As an awkward, boyfriendless and bracefaced preteen, I pored over trashy fashion magazines. I lived for the day when I would walk up the outrageous hill that was my driveway from my bus stop, pull open the rusty mailbox, and reach in to find a brightly colored magazine featuring someone unfairly beautiful.
I used to spend hours combing through the pages, studying the lame articles on what was in for the summer or what new lip gloss to try out. By nightlight, I read my magazines like my very own middle school girl bible and then I hoarded them in drawers to read back through later, over and over again. I really didn’t buy any of the products in them – I was a kid with no allowance and no job, for Christ’s sake – but I watched them like works of art.
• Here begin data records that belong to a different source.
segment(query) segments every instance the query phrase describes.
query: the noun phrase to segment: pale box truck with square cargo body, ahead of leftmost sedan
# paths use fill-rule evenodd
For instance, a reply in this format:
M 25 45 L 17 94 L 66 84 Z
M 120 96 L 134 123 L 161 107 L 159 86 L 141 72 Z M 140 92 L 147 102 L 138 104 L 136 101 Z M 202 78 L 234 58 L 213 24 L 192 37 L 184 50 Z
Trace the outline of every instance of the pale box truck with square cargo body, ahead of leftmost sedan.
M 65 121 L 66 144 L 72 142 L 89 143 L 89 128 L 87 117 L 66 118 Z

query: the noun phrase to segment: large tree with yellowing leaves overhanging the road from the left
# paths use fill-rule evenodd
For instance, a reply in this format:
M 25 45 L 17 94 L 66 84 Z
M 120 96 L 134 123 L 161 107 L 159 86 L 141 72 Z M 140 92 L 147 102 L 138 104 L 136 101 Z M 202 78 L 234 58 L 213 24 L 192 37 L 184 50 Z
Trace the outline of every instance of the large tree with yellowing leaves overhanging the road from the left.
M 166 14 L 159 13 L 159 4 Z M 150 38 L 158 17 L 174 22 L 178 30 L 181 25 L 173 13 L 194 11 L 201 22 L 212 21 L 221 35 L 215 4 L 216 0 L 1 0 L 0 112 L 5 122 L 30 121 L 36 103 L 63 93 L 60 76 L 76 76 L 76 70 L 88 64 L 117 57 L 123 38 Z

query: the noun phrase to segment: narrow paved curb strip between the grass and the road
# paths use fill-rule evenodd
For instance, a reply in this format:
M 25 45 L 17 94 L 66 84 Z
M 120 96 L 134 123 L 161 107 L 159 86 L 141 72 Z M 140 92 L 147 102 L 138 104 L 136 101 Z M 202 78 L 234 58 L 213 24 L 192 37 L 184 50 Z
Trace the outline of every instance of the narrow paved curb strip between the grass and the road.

This is a pretty stark difference to who I am today, the Jenna that cancelled her Cosmo subscription, her second fashion magazine to go behind Glamour.
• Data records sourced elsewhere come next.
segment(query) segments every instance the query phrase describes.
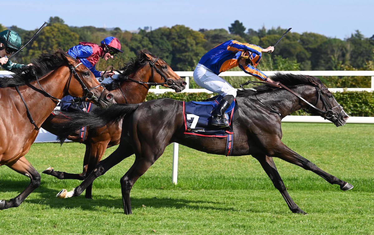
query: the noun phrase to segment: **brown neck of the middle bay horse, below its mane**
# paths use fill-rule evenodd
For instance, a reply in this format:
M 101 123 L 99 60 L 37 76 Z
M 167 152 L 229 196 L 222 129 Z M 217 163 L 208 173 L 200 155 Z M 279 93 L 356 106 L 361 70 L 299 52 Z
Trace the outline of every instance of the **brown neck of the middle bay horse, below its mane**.
M 138 69 L 136 72 L 130 74 L 129 77 L 137 81 L 148 82 L 151 77 L 151 73 L 148 70 L 149 69 Z M 127 103 L 140 103 L 145 101 L 149 88 L 150 85 L 148 84 L 139 84 L 128 80 L 123 81 L 120 84 L 120 89 L 122 90 L 123 94 L 120 91 L 116 93 L 121 103 L 125 103 L 125 98 L 123 98 L 123 95 L 125 95 Z

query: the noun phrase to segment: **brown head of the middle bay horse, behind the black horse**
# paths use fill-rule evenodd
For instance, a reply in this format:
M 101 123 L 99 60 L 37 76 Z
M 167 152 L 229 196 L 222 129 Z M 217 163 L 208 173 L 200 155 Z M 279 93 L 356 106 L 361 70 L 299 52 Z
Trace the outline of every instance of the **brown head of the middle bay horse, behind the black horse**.
M 142 53 L 149 62 L 151 69 L 150 82 L 162 83 L 162 86 L 170 87 L 175 90 L 175 92 L 181 92 L 186 88 L 186 81 L 178 76 L 165 61 L 154 57 L 147 50 L 142 50 L 140 53 Z

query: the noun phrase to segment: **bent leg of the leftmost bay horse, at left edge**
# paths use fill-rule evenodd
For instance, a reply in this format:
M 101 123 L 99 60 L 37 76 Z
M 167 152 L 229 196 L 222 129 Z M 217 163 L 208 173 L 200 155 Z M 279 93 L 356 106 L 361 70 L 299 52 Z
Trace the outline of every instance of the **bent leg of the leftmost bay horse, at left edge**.
M 25 198 L 31 194 L 40 185 L 40 174 L 35 170 L 33 166 L 26 160 L 25 157 L 19 158 L 16 163 L 7 165 L 12 170 L 17 171 L 31 179 L 30 184 L 27 188 L 21 192 L 17 197 L 10 199 L 9 201 L 0 200 L 0 210 L 7 209 L 10 207 L 18 207 Z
Back in the day, fashion magazines were the only monthly update available to the masses, especially those living in rural New Jersey (yes, it exists). Surrounded by boring Abercrombie baby tees and bell-buttoned Hollister jeans, the only way for me to even find a smidgen of creativity in my small town was to head to the newsstand.
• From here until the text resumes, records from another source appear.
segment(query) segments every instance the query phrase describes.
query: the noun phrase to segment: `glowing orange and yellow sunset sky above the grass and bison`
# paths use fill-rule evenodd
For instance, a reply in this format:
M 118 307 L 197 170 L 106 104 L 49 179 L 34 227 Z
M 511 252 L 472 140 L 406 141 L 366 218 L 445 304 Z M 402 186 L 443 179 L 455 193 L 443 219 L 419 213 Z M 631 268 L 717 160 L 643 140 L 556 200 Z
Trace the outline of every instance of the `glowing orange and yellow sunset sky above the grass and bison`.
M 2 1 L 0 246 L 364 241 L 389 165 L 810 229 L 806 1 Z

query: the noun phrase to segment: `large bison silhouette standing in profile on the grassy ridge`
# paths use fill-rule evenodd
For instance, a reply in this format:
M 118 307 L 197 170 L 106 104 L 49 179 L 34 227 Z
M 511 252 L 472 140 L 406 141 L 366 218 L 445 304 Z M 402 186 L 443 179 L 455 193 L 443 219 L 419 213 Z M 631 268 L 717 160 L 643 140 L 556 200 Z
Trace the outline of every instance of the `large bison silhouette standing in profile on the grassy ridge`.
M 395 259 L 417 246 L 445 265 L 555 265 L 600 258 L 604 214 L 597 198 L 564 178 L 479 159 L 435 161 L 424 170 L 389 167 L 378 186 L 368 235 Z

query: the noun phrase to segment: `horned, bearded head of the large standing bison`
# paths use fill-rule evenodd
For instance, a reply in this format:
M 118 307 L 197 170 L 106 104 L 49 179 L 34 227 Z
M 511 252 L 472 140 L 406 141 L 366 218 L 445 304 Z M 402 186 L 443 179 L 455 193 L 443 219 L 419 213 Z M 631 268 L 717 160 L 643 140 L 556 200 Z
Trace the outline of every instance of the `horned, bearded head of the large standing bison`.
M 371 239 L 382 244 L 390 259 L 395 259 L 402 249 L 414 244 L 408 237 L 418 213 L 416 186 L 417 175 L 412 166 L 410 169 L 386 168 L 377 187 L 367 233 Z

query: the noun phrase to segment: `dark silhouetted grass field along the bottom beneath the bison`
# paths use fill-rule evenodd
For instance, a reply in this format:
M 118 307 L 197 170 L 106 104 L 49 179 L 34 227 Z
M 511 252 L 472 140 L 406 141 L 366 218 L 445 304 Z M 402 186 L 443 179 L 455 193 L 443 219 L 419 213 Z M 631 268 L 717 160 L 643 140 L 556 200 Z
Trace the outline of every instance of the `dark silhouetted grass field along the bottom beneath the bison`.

These were the glory days of my once-beloved magazines – when they were the only experts and the only aggregation of what was going on in the cultural hubs like Milan, Paris and New York. However, with the advent of the Internet, other quirky fashion lovers and forward-thinking websites popped up all over the map and suddenly, there were quite a few competing voices against the publishing media giants.
Blogger on GalMeetsGlam.com
Against only last year, Teen Vogue, People Style Watch and Vogue newsstand sales all plummeted by 20 percent. Hope obviously isn’t lost – as with all print publications, the focus is now on digital subscribers, and although there is clearly a learning curve in the publishing world, there is possibly growth ahead. The magazine giant Cosmopolitan boasted a 33 percent increase in digital subscribers going into 2013.
Even though I like my news online, I’ve always preferred my books and my magazines in their classic print forms, a hands-on way for me to peruse them over and over again wherever I happen to be. I’m not sure if I changed, my magazines changed, or the industry changed, but I don’t think that these magazines can claim to be the best and biggest resource any longer.
I often find that it’s these little bloggers that are taking over on Pinterest, Instagram, Twitter and Facebook with their interesting outfit ideas, wise words, and even advertising deals with retail stores. Bloggers are heading to Fashion Week, huge opening events, and other cool stuff that the average person with a laptop wouldn’t have been able to do ten years ago. Today, bloggers and independent websites are taking over the web and making their mark on fashion without hundreds of pages of ads to back them up.